Should RFK's expansion is realized, it will mark the first time the team has had three full-time Cup cars since 2016. The team has fielded a third car, No. 60, in select races this year with a best finish of fourth by Joey Hand at Chicago.
Pick to Win
B2B🥈. Going for🥇in ATL. pic.twitter.com/tHeOjhuOOL
— Kyle Busch (@KyleBusch) September 3, 2024
Kyle Busch (+1000) – Kyle Busch missed the playoffs for the first time since 2012 and the first time since the elimination-style format was introduced in 2014, but he enters Atlanta on a hot streak after nearly changing the fate of his season before settling for runner-up finishes two weeks in a row. With the playoffs now out of the question, Busch is trying to preserve his streak of consecutive seasons with at least one victory, a NASCAR record mark of 19 that extends from his rookie season in 2005 all the way to 2023.

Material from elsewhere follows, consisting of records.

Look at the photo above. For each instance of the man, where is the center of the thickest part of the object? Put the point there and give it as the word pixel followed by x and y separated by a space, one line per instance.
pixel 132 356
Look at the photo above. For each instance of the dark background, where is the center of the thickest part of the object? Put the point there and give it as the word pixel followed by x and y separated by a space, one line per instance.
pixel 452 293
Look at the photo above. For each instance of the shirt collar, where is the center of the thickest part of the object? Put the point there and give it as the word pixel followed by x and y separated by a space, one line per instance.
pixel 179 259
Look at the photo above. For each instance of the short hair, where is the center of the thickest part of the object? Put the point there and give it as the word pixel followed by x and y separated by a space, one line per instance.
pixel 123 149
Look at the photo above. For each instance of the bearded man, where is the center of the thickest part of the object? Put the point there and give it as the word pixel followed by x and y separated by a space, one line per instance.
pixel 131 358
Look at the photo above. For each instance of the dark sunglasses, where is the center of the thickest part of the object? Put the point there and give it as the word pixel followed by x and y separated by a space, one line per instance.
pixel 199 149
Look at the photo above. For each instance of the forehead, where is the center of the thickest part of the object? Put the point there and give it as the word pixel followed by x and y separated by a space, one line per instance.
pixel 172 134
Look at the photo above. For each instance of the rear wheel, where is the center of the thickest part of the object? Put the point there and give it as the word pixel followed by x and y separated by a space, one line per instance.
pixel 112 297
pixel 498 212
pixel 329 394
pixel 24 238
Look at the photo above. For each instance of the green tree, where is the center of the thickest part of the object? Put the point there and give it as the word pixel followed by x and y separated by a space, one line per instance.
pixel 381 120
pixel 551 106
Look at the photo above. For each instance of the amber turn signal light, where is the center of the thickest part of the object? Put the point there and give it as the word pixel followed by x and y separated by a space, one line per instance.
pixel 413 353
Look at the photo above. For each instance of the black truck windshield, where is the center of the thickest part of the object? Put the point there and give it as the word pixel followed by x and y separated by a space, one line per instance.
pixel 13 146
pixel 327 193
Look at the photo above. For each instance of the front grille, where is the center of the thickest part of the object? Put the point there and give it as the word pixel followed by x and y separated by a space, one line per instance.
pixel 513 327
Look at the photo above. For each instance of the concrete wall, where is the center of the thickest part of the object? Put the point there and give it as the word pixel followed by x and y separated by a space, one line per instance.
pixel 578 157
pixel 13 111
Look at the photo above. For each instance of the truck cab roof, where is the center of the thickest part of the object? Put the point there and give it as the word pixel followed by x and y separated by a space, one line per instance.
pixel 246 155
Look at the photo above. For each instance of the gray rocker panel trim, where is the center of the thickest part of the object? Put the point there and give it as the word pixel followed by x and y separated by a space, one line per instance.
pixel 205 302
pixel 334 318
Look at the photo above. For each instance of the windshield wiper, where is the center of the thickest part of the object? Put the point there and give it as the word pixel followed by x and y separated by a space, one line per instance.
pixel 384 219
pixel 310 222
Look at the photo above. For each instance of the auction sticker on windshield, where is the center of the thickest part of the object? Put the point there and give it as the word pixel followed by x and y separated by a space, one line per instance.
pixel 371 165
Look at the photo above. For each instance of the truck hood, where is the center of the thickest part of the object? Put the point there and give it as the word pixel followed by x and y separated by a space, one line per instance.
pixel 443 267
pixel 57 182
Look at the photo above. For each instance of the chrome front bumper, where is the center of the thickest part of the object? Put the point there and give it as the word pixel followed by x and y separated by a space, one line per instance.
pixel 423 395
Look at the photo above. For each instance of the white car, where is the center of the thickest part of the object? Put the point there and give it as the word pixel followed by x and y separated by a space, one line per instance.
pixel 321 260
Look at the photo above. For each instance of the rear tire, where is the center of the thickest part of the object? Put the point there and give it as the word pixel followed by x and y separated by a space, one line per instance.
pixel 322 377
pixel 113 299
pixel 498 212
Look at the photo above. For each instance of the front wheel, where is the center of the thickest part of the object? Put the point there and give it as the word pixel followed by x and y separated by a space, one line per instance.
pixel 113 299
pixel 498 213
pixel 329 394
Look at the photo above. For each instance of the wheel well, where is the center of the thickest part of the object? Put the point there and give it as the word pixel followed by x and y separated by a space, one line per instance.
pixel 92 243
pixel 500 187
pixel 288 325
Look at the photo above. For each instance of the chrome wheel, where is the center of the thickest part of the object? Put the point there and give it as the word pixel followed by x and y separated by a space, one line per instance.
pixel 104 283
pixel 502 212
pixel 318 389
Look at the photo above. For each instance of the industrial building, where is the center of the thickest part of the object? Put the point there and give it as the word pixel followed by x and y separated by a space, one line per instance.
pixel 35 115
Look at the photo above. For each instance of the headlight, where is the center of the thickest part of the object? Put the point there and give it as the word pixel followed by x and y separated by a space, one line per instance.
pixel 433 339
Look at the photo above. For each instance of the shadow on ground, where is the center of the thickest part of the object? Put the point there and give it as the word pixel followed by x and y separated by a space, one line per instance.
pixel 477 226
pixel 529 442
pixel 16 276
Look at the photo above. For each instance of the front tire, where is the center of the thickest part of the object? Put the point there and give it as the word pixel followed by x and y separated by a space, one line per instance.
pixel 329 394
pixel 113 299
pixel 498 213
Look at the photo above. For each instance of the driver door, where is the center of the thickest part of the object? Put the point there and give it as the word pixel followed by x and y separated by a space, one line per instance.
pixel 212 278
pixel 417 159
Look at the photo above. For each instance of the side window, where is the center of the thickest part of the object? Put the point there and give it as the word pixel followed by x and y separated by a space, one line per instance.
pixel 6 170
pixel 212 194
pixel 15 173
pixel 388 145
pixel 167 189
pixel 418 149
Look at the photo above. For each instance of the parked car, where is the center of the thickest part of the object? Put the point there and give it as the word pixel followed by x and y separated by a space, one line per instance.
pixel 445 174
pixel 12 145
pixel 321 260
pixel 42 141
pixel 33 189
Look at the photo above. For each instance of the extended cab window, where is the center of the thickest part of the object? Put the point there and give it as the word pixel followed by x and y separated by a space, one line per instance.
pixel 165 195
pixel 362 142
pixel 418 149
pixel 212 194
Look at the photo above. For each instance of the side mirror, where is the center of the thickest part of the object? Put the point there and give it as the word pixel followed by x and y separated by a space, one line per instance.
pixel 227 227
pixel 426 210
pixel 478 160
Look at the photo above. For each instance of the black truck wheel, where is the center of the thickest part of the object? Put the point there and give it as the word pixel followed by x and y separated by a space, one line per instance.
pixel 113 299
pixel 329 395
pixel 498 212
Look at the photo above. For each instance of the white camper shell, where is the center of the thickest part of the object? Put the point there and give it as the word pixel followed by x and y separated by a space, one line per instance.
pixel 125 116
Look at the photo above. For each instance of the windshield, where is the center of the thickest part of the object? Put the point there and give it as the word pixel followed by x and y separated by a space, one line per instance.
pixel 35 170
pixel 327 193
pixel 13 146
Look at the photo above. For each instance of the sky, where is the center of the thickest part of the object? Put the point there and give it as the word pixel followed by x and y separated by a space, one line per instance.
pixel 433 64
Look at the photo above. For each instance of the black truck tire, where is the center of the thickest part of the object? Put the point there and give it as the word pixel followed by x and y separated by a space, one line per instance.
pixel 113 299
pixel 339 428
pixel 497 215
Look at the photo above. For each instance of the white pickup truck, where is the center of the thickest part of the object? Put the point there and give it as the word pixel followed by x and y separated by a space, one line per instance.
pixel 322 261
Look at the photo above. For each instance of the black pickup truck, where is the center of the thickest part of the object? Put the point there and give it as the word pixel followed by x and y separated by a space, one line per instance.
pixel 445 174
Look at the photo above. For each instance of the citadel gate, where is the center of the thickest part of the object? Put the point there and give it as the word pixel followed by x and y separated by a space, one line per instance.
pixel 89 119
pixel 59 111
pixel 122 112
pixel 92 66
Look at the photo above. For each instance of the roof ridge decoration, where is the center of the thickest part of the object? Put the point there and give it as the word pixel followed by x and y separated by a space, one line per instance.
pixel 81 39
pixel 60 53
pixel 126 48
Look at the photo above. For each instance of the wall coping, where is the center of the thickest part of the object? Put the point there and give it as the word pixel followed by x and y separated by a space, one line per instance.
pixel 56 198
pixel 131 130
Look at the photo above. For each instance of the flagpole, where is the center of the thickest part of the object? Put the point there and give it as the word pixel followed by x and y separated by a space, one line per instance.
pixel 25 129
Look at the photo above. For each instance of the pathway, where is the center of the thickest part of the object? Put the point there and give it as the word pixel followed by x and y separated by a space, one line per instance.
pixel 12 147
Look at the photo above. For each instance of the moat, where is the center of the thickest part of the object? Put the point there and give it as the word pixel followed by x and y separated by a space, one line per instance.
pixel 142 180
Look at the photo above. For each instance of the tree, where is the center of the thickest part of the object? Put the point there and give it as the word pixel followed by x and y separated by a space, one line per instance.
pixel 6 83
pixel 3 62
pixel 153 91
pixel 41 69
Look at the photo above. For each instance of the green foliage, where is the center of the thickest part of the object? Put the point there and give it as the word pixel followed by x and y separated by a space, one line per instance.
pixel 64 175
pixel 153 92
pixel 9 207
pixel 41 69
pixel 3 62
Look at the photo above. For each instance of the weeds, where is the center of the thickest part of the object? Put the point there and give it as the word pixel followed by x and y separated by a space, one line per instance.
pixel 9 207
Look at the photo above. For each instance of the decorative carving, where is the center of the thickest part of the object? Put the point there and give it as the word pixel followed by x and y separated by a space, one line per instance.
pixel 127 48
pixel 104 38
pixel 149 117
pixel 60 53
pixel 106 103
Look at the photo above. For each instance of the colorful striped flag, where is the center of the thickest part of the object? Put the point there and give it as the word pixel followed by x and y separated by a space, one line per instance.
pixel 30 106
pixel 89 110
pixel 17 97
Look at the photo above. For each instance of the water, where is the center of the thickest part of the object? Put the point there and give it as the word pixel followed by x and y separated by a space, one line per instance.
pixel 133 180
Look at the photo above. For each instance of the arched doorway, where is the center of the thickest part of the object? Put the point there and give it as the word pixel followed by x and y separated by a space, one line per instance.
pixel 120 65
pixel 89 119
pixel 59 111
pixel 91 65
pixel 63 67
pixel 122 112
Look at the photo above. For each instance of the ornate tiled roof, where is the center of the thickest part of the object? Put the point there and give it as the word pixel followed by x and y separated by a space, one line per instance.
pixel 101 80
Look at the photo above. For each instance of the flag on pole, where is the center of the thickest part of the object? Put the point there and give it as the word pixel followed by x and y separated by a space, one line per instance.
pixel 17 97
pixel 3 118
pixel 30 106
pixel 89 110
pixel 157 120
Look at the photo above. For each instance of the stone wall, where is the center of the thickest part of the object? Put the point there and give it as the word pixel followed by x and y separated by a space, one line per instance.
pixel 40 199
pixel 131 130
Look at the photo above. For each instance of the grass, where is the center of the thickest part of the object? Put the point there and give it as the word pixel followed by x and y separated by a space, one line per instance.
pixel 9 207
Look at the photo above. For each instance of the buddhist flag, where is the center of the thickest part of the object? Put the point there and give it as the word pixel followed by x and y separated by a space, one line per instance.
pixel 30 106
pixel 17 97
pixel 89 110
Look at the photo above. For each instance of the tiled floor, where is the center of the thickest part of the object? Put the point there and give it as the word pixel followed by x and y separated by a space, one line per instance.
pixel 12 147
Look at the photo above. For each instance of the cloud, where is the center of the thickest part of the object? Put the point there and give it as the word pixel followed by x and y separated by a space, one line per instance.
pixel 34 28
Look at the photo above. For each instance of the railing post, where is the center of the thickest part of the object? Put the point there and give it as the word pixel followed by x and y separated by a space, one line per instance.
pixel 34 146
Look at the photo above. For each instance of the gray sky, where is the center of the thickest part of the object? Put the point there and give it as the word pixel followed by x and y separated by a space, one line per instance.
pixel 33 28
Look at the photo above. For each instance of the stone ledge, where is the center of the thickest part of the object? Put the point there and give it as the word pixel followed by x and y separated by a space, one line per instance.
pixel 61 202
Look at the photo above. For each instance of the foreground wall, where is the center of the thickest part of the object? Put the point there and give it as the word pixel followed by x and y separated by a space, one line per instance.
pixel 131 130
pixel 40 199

Of course, everything described above may have been taken care of had Busch just had a few more inches over Daniel Suarez and Ryan Blaney in February. And by the way, Busch should factor heavily into how this weekend's Atlanta race plays out again. Speedways have been the strong point of Richard Childress Racing, and Busch has three-straight top 10s and two-straight top fives at this track since joining RCR last year.